TRI, Maersk tankers, Norsepower and Shell collaborate to wind propulsion technology
Energy Technologies Institute
Norsepower’s fuel-efficient technology expected to save approximately 10% in fuel consumption and associated emissions on 109,647 DWT product tanker vessel.
The Energy Technologies Institute (ETI) in partnership with Norsepower Oy Ltd, Maersk Tankers and Shell Shipping & Maritime, today announced that it will install and trial Flettner rotor sails onboard a Maersk Tankers-owned vessel.
The project will be the first installation of wind-powered energy technology on a product tanker vessel, and will provide insights into fuel savings and operational experience. The rotor sails will be fitted during the first half of 2018, before undergoing testing and data analysis at sea until the end of 2019.
Maersk Tankers will supply a 109,647-deadweight tonne (DWT) Long Range 2 (LR2) product tanker vessel which will be retrofitted with two 30m tall by 5m diameter Norsepower Rotor Sails. Combined, these are expected to reduce average fuel consumption on typical global shipping routes by 7-10%.
The project is majority funded by the UK’s ETI with contributions from Maersk Tankers and Norsepower. Shell will act as project coordinator, and provide operational and terminal / port consultancy to the project team, while Maersk Tankers will provide technical and operational insight.
Andrew Scott, the ETI’s Programme Manager HDV marine and offshore renewable energy said:
“Flettner rotors have the potential to reduce ship fuel consumption substantially, especially on tankers and dry bulk carriers. It is one of the few fuel saving technologies that could offer double digit percentage improvements. To date, there has been insufficient full scale demonstration on a suitable ocean going marine vessel to prove the technology benefits and operational impact. Demonstrating the technology in this project will make it more attractive to shipping companies and investors, and could play a significant role in reducing the fuel costs and improving the environmental impact of shipping in the future.”

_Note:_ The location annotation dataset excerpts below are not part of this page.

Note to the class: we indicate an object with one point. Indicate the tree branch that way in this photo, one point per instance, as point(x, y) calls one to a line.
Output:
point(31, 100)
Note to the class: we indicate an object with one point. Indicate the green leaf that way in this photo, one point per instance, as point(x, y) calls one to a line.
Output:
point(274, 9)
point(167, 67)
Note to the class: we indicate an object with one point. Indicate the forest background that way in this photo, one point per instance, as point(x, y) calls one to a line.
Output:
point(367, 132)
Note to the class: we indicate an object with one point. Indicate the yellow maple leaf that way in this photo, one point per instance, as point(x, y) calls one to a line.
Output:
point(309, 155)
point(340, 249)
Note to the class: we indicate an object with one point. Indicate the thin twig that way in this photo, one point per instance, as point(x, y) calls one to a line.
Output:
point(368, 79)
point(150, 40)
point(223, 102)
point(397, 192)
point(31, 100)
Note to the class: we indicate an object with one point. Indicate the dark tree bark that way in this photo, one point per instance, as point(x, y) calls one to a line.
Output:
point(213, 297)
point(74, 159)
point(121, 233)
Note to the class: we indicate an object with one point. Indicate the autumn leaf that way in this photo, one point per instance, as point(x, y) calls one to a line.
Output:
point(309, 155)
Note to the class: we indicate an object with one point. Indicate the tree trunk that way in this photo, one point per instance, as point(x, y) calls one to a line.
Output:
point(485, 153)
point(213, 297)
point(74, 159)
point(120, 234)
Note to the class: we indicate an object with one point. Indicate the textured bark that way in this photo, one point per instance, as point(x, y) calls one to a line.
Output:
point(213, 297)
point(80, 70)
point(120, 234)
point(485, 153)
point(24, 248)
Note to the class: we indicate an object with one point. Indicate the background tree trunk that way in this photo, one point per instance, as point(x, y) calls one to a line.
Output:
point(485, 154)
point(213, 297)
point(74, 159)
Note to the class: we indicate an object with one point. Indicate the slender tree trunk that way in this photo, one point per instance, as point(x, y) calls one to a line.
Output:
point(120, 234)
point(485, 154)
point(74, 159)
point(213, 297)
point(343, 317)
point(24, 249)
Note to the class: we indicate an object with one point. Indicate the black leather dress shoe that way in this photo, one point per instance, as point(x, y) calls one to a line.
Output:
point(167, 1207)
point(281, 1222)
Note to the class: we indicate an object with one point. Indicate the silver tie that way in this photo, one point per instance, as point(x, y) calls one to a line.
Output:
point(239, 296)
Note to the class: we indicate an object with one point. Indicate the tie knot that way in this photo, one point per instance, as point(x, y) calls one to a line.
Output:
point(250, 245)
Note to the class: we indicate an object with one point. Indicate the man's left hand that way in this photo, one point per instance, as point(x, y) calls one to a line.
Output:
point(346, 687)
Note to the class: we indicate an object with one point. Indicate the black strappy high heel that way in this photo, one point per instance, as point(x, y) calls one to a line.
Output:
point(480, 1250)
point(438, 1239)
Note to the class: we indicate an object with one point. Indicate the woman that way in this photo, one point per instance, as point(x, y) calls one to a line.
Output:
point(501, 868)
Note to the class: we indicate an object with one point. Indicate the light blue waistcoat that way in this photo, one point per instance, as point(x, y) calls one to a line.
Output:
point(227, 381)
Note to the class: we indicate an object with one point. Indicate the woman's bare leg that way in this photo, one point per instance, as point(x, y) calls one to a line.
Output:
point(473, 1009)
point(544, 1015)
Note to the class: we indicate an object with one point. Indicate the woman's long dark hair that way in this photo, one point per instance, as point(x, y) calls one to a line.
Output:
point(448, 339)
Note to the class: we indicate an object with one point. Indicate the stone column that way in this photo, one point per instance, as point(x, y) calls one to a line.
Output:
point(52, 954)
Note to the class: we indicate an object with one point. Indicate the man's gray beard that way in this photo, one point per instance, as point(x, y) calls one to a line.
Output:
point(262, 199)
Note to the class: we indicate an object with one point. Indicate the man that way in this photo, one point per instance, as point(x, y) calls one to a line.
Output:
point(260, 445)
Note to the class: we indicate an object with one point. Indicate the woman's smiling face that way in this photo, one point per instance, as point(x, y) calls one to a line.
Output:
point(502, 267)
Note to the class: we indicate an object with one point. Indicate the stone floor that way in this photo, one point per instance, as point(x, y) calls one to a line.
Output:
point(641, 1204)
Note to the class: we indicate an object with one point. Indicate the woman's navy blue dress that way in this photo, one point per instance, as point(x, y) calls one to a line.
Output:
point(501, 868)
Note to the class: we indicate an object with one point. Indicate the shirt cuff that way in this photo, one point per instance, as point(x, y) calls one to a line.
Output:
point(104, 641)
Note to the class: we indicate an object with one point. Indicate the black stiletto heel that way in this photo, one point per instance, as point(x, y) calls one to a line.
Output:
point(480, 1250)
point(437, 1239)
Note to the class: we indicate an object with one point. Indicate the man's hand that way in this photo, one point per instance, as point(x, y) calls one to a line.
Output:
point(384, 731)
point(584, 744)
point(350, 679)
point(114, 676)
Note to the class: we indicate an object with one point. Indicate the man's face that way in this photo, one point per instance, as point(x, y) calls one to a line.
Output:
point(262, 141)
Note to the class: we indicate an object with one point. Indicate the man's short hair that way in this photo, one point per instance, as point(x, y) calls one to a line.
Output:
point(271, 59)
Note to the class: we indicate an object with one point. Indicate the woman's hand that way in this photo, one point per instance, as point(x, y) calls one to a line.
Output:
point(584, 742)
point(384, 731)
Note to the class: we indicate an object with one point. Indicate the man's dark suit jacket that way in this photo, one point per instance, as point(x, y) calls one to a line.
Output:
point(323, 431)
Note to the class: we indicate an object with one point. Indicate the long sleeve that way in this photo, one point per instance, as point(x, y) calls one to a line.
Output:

Commenting on the partnership, Tuomas Riski, CEO, Norsepower, said:
“We are privileged and excited to be collaborating with Maersk Tankers, Shell, and the ETI on this project. We are optimistic that support for this trial from these industry leading organisations will open up the market for our technology to a larger number of long-range product tanker vessels – paving the way for ship fuel efficiencies, and ultimately reducing emissions, including greenhouse gases. As an abundant and free renewable energy, wind power has a role to play in supporting the shipping industry to reduce its fuel consumption and meet impending carbon reduction targets.”
Tommy Thomassen, Chief Technical Officer, Maersk Tankers, explained:
“Together with our partners, we have the opportunity to deploy an innovative technology that can improve fuel efficiency on our LR2 product tanker vessels and help to reduce their environmental impact. We look forward to contributing to the project, and sharing our decades of experience and knowledge within safety and tanker operations.”
Karrie Trauth, General Manager, Technology & Innovation, Shell Shipping & Maritime, commented: “At Shell, we believe that innovation and technology are key elements to improving the efficiency and environmental performance of shipping operations. We look forward to using our shipping and technical expertise to support this trial.”
The Norsepower Rotor Sail Solution is a modernised version of the Flettner rotor – a spinning cylinder that uses the Magnus effect to harness wind power to propel a ship. Each Rotor Sail is made using the latest intelligent lightweight composite sandwich materials, and offers a simple yet robust hi-tech solution. When wind conditions are favourable, the main engines can be throttled back, providing a net fuel cost and emission savings, while not impacting scheduling. Independent experts will analyse the data gathered from the project before publishing technical and operational insights, and performance studies.